I've always been an open source and Linux "evangelist" who has loved to talk, read, and share things the open source way. And in the beginning, my vision of the open source philosophy was idealistic—focusing a lot on values like altruism and freedom. I was also passionately involved in the community—reading blogs, trying out distributions, and getting excited about every open source program I installed. I began dabbling with open source on my first computer, running tests of different Linux distributions (I felt it was never lightweight enough). To get things done, I used Open Office as my default productivity suite.

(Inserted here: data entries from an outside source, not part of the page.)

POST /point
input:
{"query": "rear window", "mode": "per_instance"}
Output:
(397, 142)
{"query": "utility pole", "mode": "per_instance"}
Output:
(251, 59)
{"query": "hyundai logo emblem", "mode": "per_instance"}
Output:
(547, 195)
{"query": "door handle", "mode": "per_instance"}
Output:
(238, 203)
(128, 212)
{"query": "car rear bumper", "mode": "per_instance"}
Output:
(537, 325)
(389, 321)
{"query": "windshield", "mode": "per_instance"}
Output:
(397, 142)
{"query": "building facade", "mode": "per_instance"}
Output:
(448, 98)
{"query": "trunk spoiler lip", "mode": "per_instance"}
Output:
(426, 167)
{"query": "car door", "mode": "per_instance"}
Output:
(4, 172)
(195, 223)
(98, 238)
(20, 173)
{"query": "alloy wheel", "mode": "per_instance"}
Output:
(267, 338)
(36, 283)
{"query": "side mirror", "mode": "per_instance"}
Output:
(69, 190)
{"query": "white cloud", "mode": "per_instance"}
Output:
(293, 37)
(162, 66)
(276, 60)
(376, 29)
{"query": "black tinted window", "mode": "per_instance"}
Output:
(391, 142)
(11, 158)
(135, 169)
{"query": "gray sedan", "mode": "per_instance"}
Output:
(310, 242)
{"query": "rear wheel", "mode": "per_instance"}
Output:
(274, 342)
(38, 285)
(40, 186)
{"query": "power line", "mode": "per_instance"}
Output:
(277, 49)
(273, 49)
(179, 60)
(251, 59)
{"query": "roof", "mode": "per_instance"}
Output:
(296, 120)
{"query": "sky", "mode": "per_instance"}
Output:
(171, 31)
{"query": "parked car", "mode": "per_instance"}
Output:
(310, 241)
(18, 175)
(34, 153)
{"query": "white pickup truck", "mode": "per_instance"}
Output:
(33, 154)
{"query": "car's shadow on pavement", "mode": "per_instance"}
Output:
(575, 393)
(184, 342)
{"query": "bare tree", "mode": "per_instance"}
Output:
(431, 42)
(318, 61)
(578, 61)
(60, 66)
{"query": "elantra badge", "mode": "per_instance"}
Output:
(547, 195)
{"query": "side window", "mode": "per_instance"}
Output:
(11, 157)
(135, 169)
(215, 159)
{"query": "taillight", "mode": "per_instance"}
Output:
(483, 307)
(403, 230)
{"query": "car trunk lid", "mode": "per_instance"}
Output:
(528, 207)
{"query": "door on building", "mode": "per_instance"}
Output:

Over time, I gained new inspirations and perspectives on open source, and as the years went on, I became increasingly interested in how business could help promote open source software. It was something I had not considered before, because it seemed unrealisitc to me that businesses could survive using open source technology and the open source way of thinking. Then, a lightbulb—it was quite the opposite. I realized the open source model could be the reason businesses remain sustainable.
An open source community
Kristian Ulrich Larsen explains in this video that creativity is not only for the artist, and we could consider everyone an artist in their own way. This concept is now widely accepted: that creativity is a driving factor in technology and innovation. And, to me, communities are the backbone of creativity because they work in a collaborative way and thus are capable of providing ideas that could take years to show up in a more traditional business environment where there is strict hierarchy and ideas come from the top down.
In an open source community, everyone is encouraged to contribute and share, and prove ideas relevant or not. In that way, ideas spread faster and the community drives innovation.
The business perspective
Every company wants to have the greatest ideas and a lot of them. But the question your potential client is asking is, What do you want us to buy and why do we need it? So, the reality of things is that those ideas have to be more than just inspiring, they have to sell. How can a great idea spread and give birth to something tangible and concrete?
Together they grow
When an idea inspires us, we want it to spread and last. We want it to have it's "time." Financial support is one way to achieve this, and it's why business is good for the open source community. And communities bring innovation to the market and deliver what consumers dream about. It's clear that both structures bring advantages when coming up with something that inspires and that sells.
For a business, "open sourcing" means you not necessarily have to open your code, because you might not be a software editor after all, but it can mean that you respect the values behind open source: to share, and share with transparency. Also, open source provides a model for business that makes many feel that they are supporting a worthy cause.